Basically put, before automatic promotion/relegation was introduced in 1987 between the old Division Four and the Conference, there was what was known as the re-election process. This would put aspiring non-league clubs that had applied to join the Football League up against the bottom four clubs from the 4th division. Each of the FL’s 92 clubs had a vote as well as members of the FL board. However, this was a much hated and unfairly biased process.
Many conspiracy theories have floated around, clubs having friends amongst the board to vote for them (which may explain why Hartlepool United were successful in being re-elected a record FOURTEEN times) and also the powerbase southern clubs not wanting distant northern outposts to travel to. Another was clubs not wanting new clubs nearby taking some of their fanbase. It created a sort of closed shop approach and a southern bias.
As you can see, between the creation of Division 4 in 1958 and 1987, only six clubs won election into the FL and of those, only one northern club were elected in (Wigan Athletic in 1978). In every instance, a northern club was replaced, adding to the claims of southern bias.
It’s not a method I see being revisited though but If it were, then it would be interesting to see how they select clubs.
THE FINAL WORD
Its next to impossible to find a solution that will not only please everyone but also be fair for everybody involved. In my opinion, two successive seasons of no movement between divisions simply cannot be allowed to happen.

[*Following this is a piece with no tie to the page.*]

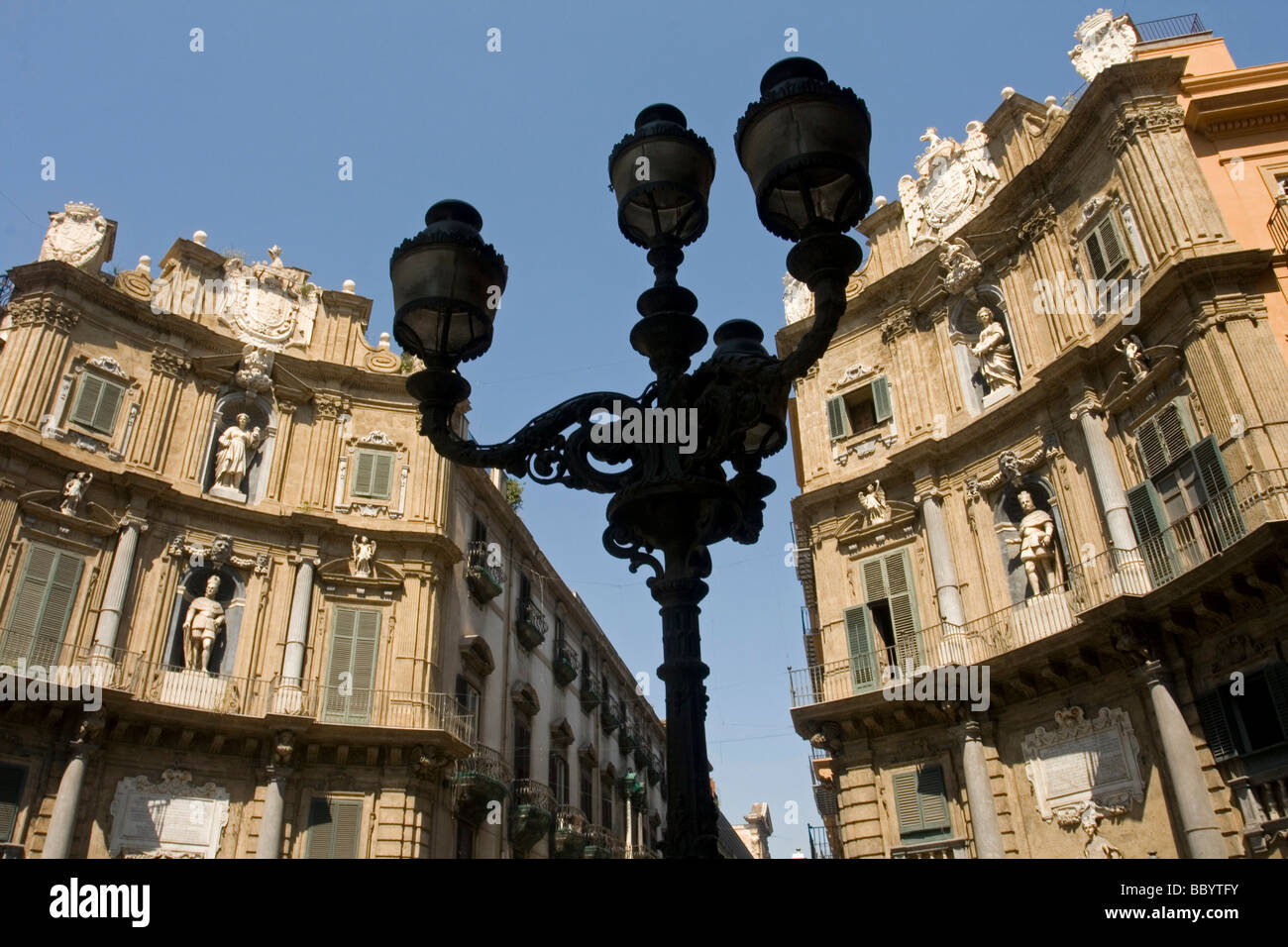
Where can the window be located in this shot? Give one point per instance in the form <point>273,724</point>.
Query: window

What if clubs were to be unable to restart again, leagues would be in danger of being undersubscribed (The Southern Premier is already running two clubs short after Merthyr Town and also Blackfield & Langley withdrew and resigned respectively.)
Yes there are much more important issues at the moment like the health and wellbeing of the nation but for football fans, that shouldn’t distract from making sure football returns in a healthy state with full divisions and…well…having an aura of positiveity to come back to when this covid madness is finally consigned to the history books.
The big danger is next season, there’s already talk from government scientists of more harsh restrictions to come in for next winter which could well mean a third successive season being impacted, what if that third season is also null and voided? If two in a row was catastrophic, then a third could be the death knell for non-league football.
Overall, I hope the FA do impose some sort of solution that is as fair as possible and does not involve consigning two years of hard work to the scrapheap.